Oh, I’ve been looking forward to this one…
- Reviewers who never post a bad review. There are more of these out there than you’d think, and it really gets up my nose. For several reasons. Firstly, there’s an unspoken assumption in choosing not to post negative reviews that art is subjective and so you can’t ever say that a book is actually objectively bad, only that you personally didn’t like it, and that someone out there will so why offend everyone by being mean? A brief meditation on the difference between 50 Shades of Grey and Pride and Prejudice will tell you that this assumption is utter bullshit (excuse my Klatchian). There are objective things that you can point to and say “This is bad” or “This is problematic” in fiction. And – this leads into my next point – choosing not to call these things out, not to say, “Hey, this is totally racist/sexist/grammatically incorrect/stupid/homophobic/completely and utterly nonsensical, what the hell was the author thinking?” can only perpetuate those kinds of problematic and/or bad things. Starting conversations is what art is for, after all, and it can only do that if we’re prepared to think critically about it. Also: not posting bad reviews because it might hurt the author’s feelings fundamentally misunderstands what reviews are for, which is not to stroke the author’s ego but to inform and entertain the reader and to start conversations about our art. Reviewers should never be beholden to authors and publishers. Plus, reviews in which everything is made of kittens and fluffy pumpkins are boring, and tell you nothing about the actual quality of the book, especially if the reviewer says the same thing about every single book they review.
- Putting a book face-down on the table to mark your place. I wince, every time. Bookmarks, people, Bookmarks. Please. For the sake of the books.
- Dog-earing books to mark your place. I repeat: bookmarks are the way forward.

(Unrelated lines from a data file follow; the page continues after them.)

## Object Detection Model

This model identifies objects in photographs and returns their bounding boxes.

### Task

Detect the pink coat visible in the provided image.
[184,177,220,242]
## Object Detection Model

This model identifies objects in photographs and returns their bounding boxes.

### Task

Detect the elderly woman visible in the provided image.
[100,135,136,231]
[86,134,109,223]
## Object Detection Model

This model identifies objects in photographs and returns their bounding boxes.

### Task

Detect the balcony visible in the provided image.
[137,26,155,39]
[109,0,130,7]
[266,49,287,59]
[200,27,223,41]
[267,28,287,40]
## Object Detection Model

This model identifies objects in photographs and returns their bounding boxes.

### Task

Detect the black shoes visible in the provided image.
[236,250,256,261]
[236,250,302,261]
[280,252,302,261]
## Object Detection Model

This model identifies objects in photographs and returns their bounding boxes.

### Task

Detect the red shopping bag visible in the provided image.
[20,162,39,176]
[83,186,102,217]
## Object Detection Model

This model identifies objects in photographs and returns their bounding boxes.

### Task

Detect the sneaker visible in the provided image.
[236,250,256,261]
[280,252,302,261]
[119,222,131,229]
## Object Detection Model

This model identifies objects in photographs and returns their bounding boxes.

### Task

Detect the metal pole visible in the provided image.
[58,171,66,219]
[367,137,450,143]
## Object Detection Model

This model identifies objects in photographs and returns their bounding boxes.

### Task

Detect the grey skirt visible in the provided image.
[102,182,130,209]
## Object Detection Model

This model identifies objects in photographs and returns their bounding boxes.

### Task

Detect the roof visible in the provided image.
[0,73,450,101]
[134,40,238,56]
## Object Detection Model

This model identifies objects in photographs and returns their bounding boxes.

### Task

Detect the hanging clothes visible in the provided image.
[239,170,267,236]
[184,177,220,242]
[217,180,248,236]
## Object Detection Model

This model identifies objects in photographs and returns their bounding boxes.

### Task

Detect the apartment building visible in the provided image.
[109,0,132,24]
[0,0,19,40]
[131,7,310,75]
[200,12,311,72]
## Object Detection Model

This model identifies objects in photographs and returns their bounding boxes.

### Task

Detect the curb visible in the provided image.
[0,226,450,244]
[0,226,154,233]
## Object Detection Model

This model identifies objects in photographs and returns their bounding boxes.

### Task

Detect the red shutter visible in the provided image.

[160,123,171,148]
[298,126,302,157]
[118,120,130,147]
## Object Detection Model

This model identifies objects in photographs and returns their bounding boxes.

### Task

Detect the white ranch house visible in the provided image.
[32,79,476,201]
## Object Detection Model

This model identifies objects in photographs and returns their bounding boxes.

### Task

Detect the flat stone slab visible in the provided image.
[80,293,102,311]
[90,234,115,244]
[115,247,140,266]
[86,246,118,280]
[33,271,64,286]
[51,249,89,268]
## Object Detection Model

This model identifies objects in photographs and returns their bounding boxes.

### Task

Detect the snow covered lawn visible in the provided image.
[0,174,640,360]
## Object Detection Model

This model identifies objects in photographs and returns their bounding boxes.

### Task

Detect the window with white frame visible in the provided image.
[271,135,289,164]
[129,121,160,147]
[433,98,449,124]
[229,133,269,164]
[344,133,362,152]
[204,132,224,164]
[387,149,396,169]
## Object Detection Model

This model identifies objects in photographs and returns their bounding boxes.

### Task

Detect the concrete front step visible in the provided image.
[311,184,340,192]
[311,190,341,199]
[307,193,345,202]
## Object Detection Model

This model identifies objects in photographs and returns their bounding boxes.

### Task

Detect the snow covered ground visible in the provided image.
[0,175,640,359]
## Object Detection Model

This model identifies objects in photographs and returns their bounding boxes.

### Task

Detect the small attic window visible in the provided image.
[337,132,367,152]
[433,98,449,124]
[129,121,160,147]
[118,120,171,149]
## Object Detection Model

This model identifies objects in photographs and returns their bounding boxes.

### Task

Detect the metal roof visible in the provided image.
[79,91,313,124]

- Writers who don’t know what words mean. Stephen Donaldson, I am looking at you. Please use a dictionary. It is not a difficult concept to grasp.
- Writers who think they can rewrite Tolkien with the same results. There are a very, very few exceptions to this, but mostly: you can’t. No, really, you can’t. It’s been done. Move on. Come up with a new idea. You’ll have way more fun, I promise.
- Books without a proper story. I like a plot to my books, and by “plot” I mean something more substantial than some people wandering round the streets of Dublin pondering the State of the World. (Yes, Ulysses, I’m talking to you.) This probably makes me supremely uncultured or something, but I just can’t be bothered with authors who are too clever for their own good.
- Authors who can’t leave old series alone. Step away from the childhood favourite. Please. No, we don’t need any more Old Kingdom books. I’m sure Tiffany Aching is fine as she is. What more can you possibly have to say about the Dark Tower?
- Film adaptations that totally miss the point of the book. If you put a book’s name on the poster, you have an obligation to make the film at least a little bit like the book. Using an author’s name to sell a film fundamentally unlike the book is just unacceptable.
- People who think reading is stupid and say so loudly and aggressively. It does not make me think that you are in any way cool, impressive or superior. It makes me think a) that you have the attention span of a five-year-old or b) that you just don’t care about anything ever.
- People who say “it’s just a book” or “it’s just a story”. This really gets my hackles up, because it’s inevitably an attempt to close down a discussion. It is never just a book, and it is never just a story. People have died for what is in books, for the stories they have told. And it’s important that we discuss, that we have heated debates where we have to defend our positions. That, to repeat my first Pet Peeve, is what art is for. To generate discussion. To make connections between people. Ultimately, to change us and help us and show us ourselves. And that cannot happen in a vacuum.
(The theme for this post was suggested by the Broke and the Bookish’s weekly meme Top Ten Tuesday.)